2.3 L’art. 68 LPA autorise le recourant, sauf exception prévue par la loi, à invoquer des motifs, des faits et des moyens de preuve nouveaux qui ne l’ont pas été dans les précédentes procédures.

Le mémoire de réplique ne peut contenir qu’une argumentation de fait et de droit complémentaire, destinée à répondre aux arguments nouveaux développés dans le mémoire de réponse. Il ne peut en principe pas être utilisé afin de présenter de nouvelles conclusions ou de nouveaux griefs qui auraient déjà pu figurer dans l’acte de recours (arrêt du Tribunal fédéral 1C_130/2015 du 20 janvier 2016 consid. 2.2 in SJ 2016 I 358 ; ATA/1064/2023 du 26 septembre 2023 consid. 1.2 et les références citées).

2.4 En l’espèce, le recourant a apporté des faits et moyens de preuve nouveaux au stade de sa réplique, ce que ni la loi ni la jurisprudence n’empêchent, en procédure administrative, de faire. Il n’y a donc pas de raison de les écarter du dossier. Cette solution s’impose d’autant plus que, comme on le verra dans la suite du présent arrêt, la maxime inquisitoire prévaut en droit public, ce qui oblige le juge à établir les faits d’office et donc, de facto, à prendre en compte les faits et moyens de preuve apportés par les parties à n’importe quel stade de la procédure de recours.
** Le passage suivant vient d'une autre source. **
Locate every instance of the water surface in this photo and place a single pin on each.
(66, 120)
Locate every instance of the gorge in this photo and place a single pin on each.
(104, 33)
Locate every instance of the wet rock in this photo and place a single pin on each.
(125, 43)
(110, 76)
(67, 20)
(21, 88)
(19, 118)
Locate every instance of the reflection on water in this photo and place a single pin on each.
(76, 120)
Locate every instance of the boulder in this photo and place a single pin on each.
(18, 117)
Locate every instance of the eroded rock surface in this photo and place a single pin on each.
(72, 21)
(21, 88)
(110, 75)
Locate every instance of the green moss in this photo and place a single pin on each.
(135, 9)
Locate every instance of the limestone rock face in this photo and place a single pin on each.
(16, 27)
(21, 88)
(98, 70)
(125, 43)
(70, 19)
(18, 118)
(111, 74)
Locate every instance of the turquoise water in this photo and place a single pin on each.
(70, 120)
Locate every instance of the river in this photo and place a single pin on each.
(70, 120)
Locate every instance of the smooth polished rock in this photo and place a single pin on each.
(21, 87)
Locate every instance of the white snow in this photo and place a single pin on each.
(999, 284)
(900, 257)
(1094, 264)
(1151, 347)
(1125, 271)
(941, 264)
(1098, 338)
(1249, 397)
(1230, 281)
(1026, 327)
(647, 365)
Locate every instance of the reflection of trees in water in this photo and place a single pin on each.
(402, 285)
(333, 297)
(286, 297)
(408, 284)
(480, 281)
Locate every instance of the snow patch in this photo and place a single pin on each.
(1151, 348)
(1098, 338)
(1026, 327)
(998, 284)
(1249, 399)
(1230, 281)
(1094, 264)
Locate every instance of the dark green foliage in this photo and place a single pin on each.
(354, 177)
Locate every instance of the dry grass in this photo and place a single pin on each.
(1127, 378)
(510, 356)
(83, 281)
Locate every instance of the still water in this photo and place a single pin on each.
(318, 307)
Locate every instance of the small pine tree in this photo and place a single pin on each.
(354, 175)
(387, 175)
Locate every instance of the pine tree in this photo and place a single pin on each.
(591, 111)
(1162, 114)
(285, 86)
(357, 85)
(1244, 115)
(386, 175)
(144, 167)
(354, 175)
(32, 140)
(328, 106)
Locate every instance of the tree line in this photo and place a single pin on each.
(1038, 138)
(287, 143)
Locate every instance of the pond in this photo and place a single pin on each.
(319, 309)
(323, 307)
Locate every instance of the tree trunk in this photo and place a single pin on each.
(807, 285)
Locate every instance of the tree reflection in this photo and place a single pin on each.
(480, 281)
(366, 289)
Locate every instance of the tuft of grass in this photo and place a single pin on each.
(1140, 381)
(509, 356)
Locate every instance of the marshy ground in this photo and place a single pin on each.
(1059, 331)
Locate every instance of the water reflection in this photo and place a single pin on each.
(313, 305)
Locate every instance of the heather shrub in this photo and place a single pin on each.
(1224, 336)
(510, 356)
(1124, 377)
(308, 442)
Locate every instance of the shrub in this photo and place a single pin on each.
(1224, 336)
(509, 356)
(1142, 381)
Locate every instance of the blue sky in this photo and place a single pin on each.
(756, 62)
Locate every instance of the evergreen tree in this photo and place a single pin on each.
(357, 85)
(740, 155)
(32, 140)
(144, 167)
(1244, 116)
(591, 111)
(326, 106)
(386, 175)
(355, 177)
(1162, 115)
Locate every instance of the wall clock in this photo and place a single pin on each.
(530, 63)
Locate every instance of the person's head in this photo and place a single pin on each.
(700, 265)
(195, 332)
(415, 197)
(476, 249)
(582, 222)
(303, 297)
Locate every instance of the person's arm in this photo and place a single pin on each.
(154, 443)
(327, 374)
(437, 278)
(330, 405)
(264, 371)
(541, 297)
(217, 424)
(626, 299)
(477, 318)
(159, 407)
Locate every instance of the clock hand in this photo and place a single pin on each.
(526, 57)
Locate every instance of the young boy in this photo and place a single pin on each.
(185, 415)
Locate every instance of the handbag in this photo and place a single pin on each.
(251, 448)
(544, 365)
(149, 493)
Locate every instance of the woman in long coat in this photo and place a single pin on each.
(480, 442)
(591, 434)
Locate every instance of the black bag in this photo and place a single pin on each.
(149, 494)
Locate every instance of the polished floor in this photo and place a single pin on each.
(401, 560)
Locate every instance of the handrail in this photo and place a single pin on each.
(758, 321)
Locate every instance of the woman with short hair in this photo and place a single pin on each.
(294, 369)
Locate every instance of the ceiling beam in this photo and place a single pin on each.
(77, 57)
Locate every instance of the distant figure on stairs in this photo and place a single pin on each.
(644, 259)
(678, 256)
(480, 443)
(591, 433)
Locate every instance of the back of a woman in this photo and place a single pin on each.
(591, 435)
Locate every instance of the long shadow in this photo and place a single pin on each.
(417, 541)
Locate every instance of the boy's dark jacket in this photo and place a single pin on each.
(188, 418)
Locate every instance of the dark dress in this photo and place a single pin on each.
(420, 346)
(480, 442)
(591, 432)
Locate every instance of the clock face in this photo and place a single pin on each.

Les faits et moyens de preuve nouveaux apportés par le recourant dans sa réplique seront dès lors pris en compte, dans leur mesure utile.

3.             Le recourant sollicite le témoignage de personnes présentes le 11 novembre 2022, soit les chauffeurs de taxis portant les matricules GE 4______, GE 6______ et GE 7______.

3.1 Tel qu’il est garanti par l’art. 29 al. 2 de la Constitution fédérale de la Confédération suisse du 18 avril 1999 (Cst. - RS 101), le droit d’être entendu comprend notamment le droit pour l’intéressé d’offrir des preuves pertinentes et d’obtenir qu’il soit donné suite à ses offres de preuves pertinentes, lorsque cela est de nature à influer sur la décision à rendre (ATF 145 I 73 consid. 7.2.2.1 ; 142 III 48 consid. 4.1.1 ; arrêt du Tribunal fédéral 1C_157/2021 du 7 juillet 2021 consid. 3.1). Ce droit n’empêche toutefois pas le juge de renoncer à l’administration de certaines preuves et de procéder à une appréciation anticipée de ces dernières, s’il acquiert la certitude que celles-ci ne l’amèneront pas à modifier son opinion ou si le fait à établir résulte déjà des constatations ressortant du dossier (ATF 138 III 374 consid. 4.3.2 ; 131 I 153 consid. 3). En outre, il n’implique pas le droit d’être entendu oralement, ni celui d’obtenir l’audition de témoins (ATF 134 I 140 consid. 5.3 ; 130 II 425 consid. 2.1 ; art. 41 LPA).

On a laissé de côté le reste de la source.